The boys cross country program has worked towards strengthening the team as a whole this season to cope with the temporary absence of two of its top three runners.
Of these two runners, James Cao ’15 and Alex Roth ’17, Head Coach Mark Shelley said, “As a coach, you kind of expect to have them out there, but it has also been a good experience for other athletes to have the pressure to score in a meet.”
Roth, who has sat out all of this season so far due to tendonitis in his right knee, said, “I am basically doing all the little things, so I can come back faster and still have a strong season.” Roth hopes to be back by the Mercer County Championship, but said it is very difficult to tell when he will be ready.

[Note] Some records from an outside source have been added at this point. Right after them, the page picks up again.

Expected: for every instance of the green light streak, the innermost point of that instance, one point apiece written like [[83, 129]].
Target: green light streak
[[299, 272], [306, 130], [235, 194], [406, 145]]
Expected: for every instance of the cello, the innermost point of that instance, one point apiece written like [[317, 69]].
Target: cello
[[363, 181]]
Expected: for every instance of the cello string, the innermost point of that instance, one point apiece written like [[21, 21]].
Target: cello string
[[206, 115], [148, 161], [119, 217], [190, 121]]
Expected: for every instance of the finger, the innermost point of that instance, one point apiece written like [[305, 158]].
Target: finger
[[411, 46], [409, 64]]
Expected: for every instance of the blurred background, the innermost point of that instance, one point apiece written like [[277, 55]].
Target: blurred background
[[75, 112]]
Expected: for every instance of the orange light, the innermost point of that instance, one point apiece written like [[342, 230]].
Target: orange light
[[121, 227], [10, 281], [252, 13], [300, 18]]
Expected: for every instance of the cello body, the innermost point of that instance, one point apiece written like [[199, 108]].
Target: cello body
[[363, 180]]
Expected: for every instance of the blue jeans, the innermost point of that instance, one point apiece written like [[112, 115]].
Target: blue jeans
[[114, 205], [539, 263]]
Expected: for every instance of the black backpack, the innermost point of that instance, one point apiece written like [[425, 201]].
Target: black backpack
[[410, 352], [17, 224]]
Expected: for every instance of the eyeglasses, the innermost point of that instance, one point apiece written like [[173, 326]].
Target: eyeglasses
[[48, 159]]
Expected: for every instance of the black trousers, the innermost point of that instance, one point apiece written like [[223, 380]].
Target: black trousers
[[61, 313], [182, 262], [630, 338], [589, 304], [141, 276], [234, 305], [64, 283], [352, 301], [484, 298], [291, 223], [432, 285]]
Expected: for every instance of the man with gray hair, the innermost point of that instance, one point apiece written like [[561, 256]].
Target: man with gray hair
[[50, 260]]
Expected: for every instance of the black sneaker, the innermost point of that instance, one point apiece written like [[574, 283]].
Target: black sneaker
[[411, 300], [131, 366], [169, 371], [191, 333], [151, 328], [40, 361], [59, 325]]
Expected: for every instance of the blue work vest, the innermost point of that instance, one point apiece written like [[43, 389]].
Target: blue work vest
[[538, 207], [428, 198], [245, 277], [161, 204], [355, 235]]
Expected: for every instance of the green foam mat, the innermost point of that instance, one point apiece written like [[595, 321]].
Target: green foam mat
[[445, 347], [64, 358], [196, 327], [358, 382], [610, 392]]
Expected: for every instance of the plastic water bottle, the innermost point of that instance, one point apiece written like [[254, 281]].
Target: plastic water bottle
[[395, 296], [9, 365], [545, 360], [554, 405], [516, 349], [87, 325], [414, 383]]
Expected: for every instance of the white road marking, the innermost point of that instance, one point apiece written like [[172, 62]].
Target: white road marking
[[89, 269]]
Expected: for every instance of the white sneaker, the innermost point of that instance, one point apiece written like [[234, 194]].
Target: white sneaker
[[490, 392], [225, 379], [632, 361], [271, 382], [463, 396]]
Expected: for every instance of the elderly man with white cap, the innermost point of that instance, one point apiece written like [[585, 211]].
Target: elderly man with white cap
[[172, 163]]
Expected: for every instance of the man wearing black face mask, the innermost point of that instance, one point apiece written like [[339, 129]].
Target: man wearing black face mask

Cao, who missed the beginning of his final cross country season due to paperwork issues, said, “I have started focusing on training … I think the season will end up really great.” Cao ran his first meet back with the team on October 8 against Steinert High School and Nottingham High School. However, for the majority of the team’s invitationals and dual meets, he was unable to compete.
Captain Jacob Rist ’15 agreed with Shelley that having so many injuries on the team creates a setback. “The team can’t race as best as they normally would,” said Rist. “But it gives an opportunity for the younger guys to step up.”
It is typical in cross country for runners to use those ahead of them to make them run faster, so not having the usual front-runners can make racing a little more difficult for the pack. “It is a good and bad thing,” Rist said regarding the absence of the top runners.
With Cao and Roth out, the team has become more competitive among its own members. Shelley said, “We have a bunch of guys between [places] five and 12 on the team [who] are all 30 seconds apart.”
A traditional varsity team includes seven runners, five of which score. Although PHS races with that traditional seven, more than seven practice as varsity. “They are fighting for those last few spots on varsity, making everybody better,” Shelley said.
Rist went a step further, saying “[The competition] has created better team chemistry and allows for younger guys to become part of the team rather than just on the team.”
Watching his team from the sidelines, Roth said, “It seems like an endless amount of people doing better and better.”